Where roses are concerned, “good foliage” usually means that the leaves are not especially prone to disease damage. But there are a few that are definitely desirable for their leaves: blue-leaved (R. glauca), for one.
Considering the reddish young foliage, it’s equally deserving of its alternate name: red-leaved rose (R. rubrifolia).
The single pink flowers in late spring and showy hips in fall and winter are bonus features.
For true foliage fanatics, there are also a couple of rose cultivars with variegated leaves. One is the old Hybrid Tea ‘Verschuren’, with variable white and yellow flecking on a rich green background. It also produces double pink flowers, but the blooms are rather too large for the thin stems and tend to nod. It’s not a rose you’d count on as a beautiful border feature, but it’s cool as a curiosity.
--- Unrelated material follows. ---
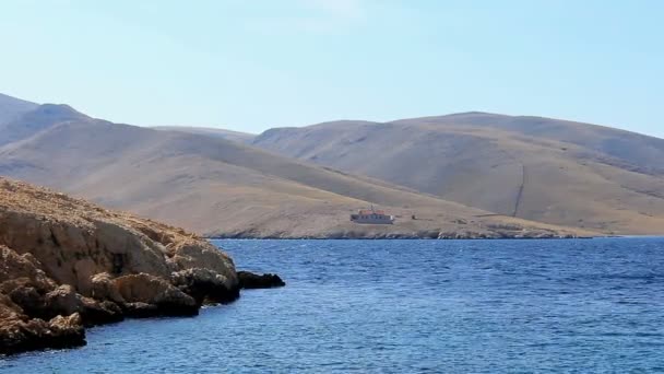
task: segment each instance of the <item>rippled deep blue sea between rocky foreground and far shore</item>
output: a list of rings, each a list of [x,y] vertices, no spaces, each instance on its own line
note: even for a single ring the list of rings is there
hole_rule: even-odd
[[[664,371],[664,238],[216,241],[287,287],[93,328],[15,373]]]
And that brings to mind a cultivar with even more distinct variegation: R. wichurana ‘Curiosity’. Also known as ‘Wichuraiana Variegata’, it grows in a densely twiggy mass of slender green canes, with many tiny leaves flecked and stippled with white. The foliage is also heavily blushed with pink in cooler weather. Single white flowers appear too, but they’re hardly visible against the variegated leaves.
And one more simply for sentiment: the gorgeous Floribunda ‘Guinevere’, in memory of my dear Sheltie Gwennie (who happens to be hiding in the photo of ‘Ghislaine de Feligonde’ above). Here, ‘Guinevere’ mingles with ‘Axminster Gold’ comfrey (Symphytum x uplandicum) and a silene.
I know that many of you have your own beloved roses, and perhaps you too would enjoy thinking and writing about them for this month’s Plant Pick. Feel free to leave a link at Fran’s original post so the rest of us can find you!